The seven days window expired last Friday and counsel to the workers, Mr. Toluwani Adebiyi, insisted that the order was not complied with.
The order of court followed an ex-parte motion filed and argued by Adebiyi, who prayed the court to compel the judgment debtors to pay the judgment creditors, having lost their bid to launch an appeal against the NIC decision on the matter.
Justice R.H Gwandu had held that the court shall hold the defendant as being contemptuous of the orders of the court and would face the full wrath of the law if it fails to comply with the order since it does not have any valid appeal or notice of appeal to forestall his decision.
“The defendant should file before the court, the full calculation and all necessary information of all the claimants in this suit no NICN/LA/257/2017 of their pensions for the period covering 2006 to 2011, within 7 days after the receipt and service of this court order on the defendant, failure of which they would have committed an offence before the law contrary to section 104 of the Pension Reform Act, 2014,” the judge declared and adjourned to November 18, 2020.
The claimants, Mr.
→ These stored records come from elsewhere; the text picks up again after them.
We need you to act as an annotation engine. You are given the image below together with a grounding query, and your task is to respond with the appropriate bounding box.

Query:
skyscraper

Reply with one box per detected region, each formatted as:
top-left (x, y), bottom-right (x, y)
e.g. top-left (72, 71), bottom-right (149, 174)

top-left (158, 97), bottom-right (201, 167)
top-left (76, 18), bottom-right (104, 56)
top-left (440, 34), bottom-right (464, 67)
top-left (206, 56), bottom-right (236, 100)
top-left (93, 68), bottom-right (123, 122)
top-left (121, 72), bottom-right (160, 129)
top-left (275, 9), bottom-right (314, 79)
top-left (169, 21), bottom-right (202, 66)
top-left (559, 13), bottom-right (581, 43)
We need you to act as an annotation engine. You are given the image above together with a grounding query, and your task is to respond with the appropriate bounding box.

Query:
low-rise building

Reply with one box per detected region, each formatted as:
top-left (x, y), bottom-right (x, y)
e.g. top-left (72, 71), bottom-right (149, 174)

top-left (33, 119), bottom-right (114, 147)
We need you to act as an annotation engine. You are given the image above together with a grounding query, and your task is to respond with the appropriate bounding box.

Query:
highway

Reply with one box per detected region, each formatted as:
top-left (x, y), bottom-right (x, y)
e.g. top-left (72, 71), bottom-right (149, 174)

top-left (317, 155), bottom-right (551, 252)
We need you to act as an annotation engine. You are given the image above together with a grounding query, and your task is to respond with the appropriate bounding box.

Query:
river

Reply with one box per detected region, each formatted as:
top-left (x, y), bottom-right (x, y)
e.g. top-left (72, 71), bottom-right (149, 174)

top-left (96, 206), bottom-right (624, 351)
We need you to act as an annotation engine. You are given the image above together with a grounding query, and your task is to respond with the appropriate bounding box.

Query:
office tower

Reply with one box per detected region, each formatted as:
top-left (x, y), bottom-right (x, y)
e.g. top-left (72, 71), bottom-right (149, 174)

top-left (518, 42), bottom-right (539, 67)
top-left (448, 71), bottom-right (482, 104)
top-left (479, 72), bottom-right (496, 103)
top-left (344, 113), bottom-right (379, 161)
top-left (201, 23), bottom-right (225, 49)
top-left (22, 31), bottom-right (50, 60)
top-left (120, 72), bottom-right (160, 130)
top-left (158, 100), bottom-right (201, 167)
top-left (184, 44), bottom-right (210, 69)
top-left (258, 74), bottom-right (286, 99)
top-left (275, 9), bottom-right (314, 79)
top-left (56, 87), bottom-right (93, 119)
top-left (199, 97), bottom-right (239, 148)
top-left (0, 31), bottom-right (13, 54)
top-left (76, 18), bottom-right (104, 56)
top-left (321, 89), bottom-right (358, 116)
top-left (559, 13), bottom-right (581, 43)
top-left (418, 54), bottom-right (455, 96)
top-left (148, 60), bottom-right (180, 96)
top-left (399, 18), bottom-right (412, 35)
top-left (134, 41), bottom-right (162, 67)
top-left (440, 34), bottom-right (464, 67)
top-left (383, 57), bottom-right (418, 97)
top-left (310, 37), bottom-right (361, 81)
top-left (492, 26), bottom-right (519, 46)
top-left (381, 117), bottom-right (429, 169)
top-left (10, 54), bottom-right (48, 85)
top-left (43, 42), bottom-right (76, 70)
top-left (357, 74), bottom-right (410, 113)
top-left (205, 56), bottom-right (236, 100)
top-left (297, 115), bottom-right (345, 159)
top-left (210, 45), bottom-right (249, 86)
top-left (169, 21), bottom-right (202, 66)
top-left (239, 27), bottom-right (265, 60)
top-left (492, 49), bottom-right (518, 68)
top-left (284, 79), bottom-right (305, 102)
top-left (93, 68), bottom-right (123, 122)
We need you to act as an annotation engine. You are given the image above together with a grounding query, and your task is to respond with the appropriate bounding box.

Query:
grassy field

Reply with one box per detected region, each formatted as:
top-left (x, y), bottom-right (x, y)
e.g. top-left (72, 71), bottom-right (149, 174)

Ezeagu Lucky, Ogolekwu Hope, and Ukpai Ogbonna had filed the action representing 580 other dockworkers against the firm, which has been operating Terminal C and D of the Apapa Sea Port in Lagos since 2005 after the Port was handed over to private companies in 2005.
The dockworkers were employed in 2006 and there was an industry-wide Joint negotiation and agreement between the terminal operators, represented by Private Operators of Seaports Terminals Association (POSTA) and Maritime Workers Union of Nigeria on May 8, 2008.
This agreement amongst others agreed to a minimum time wage of N33, 000 and to be increased by 10 per cent every two years. Subsequently, POSTA metamorphosed into the Seaport Terminal Operators Association of Nigeria (STOAN).
But the management of ENL Consortium Limited responded that dockworkers were not entitled to draw benefit from the agreement because they are casual dockworkers and not permanently employed.
The workers approached the NIC for adjudication and got a judgment against the firm. Instead of complying with the decision, the firm filed an appeal without the leave of the court.
Consequently, the court of appeal dismissed the firm’s appeal, paving way for the claimants to return to the NIC for the enforcement of the judgment against the judgment debtor, since the obstacle, which its appeal represents is no more.